ALalbrechtj123Themenstarter236 Beiträge · seit 201004. Nov. 2014 · #1Hallo zusammen,
ich fliege morgen mal wieder nach Namibia und habe noch kurz eine Frage. Ist das Palmwag Konzessionsgebiet auch ohne
Navi mit Karte zu machen oder ist da drin ein Pistenchaos ??
Grüße Albrecht
Bernd1'182 Beiträge · seit 200605. Nov. 2014 · #2Hallo Albrecht,
toll, das fällt Dir einen Tag vor Abreise ein?!
Ich kann mir nicht vorstellen, dass Du darauf noch eine vernünftige Antwort erhälst. Ich traue mir das jedenfalls nicht zu.
Gruß,
Bernd
piolet195 Beiträge · seit 201305. Nov. 2014 · #3Hallo Albrecht,
wenn möglich würde ich ein Navi mit t4a mitnehmen. Das ist nicht mehr wie auf der Standardrunde.
Wir waren mit Navi und t4a unterwegs. Das war gut, zumal man da auch eine vernünftige Zeitprognose bekommt. Außerdem ist man dann einfach etwas entspannter unterwegs.
Im Day Visitors Bereich kommt man mit der Karte, die man am Gate bekommt vermutlich einigermaßen zurecht, zumal es auch vereinzelt Schilder hat. Trotzdem hat es auch immer mal wieder nicht verzeichnete Wege.
Richtung Hoanib wird es dann schon sehr einsam. Da finde ich ein Navi auf alle Fälle sinnvoll. Die Campingplätze dort liegen auch abseits und teilweise nicht offensichtlich neben der Strecke. Wenn ihr an den vorgesehenen Plätzen übernachten wollt wird es ohne Navi mit dem ihr die Koordinaten finden könnt möglicherweise etwas schwierig.
Insbesondere im Day Visitor Bereich waren wir relativ langsam unterwegs. Das sollte man bei der Planung bedenken, da das aus der Papierkarte ja nicht so offensichtlich wird.
Die Gegend ist sehr einsam, vor allem der Crowther Trail.
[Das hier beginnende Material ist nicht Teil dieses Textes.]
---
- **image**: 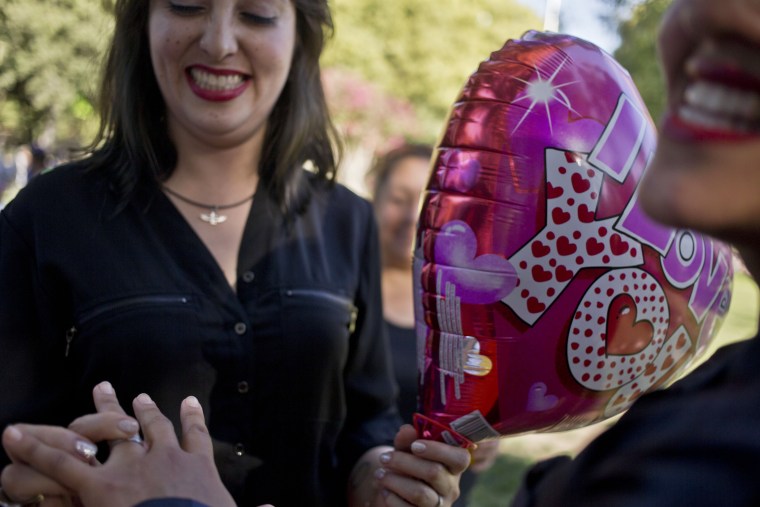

Einen entsprechenden Notfallplan sollte man auf alle Fälle vorher überlegen (Wasser, Proviant, Reifen, Sat. Phone wenn ihr alleine seid,...). Auch in diesem Fall hat ein Navi so seine Vorteile, weil man dann seine Koordinaten kennt. Wir haben dort 2,5 Tage lang kein weiteres Auto gesehen.
Gruß
piolet
dergnagflow2'535 Beiträge · seit 200705. Nov. 2014 · #4Hm, also ohne Möglichkeit, die mir zumindest genau sagt, *wo* ich bin, würde ich das nicht machen.
Diese Möglichkeit könnte auch ein Smartphone mit GPS-Empfänger und einer OpenStreetMap Karte sein.
Das, in Verbindung mit einer detaillierten Karte für das Gebiet könnte auch reichen.
Aber ganz ohne technische Unterstützung zur Feststellung des aktuellen Standortes würde ich das nicht machen.
Vor allem, wenn du alleine unterwegs bist.
JWjw232 Beiträge · seit 201105. Nov. 2014 · #5Hallo Albrecht,
wir waren vor 2 Jahren im DayVisitorbereich und taten uns da schon etwas schwer (normalerweise habe ich eine sehr gute Orientierung!).
Wenn du dann die weiteren Routen fahren willst, würde ich auf jeden Fall eine Navi-Hilfe vorschlagen.
Das Problem ist weniger die Menge der Trails, die halten sich in Grenzen; es ist die Unübersichtlichkeit des Geländes.
Ich bin dort mehr als einmal ausgestiegen und habe die Ausfahrt aus einem Flussbett gesucht.
Es hatte dort kurz vorher geregnet und die Trails sind/waren nicht sehr befahren.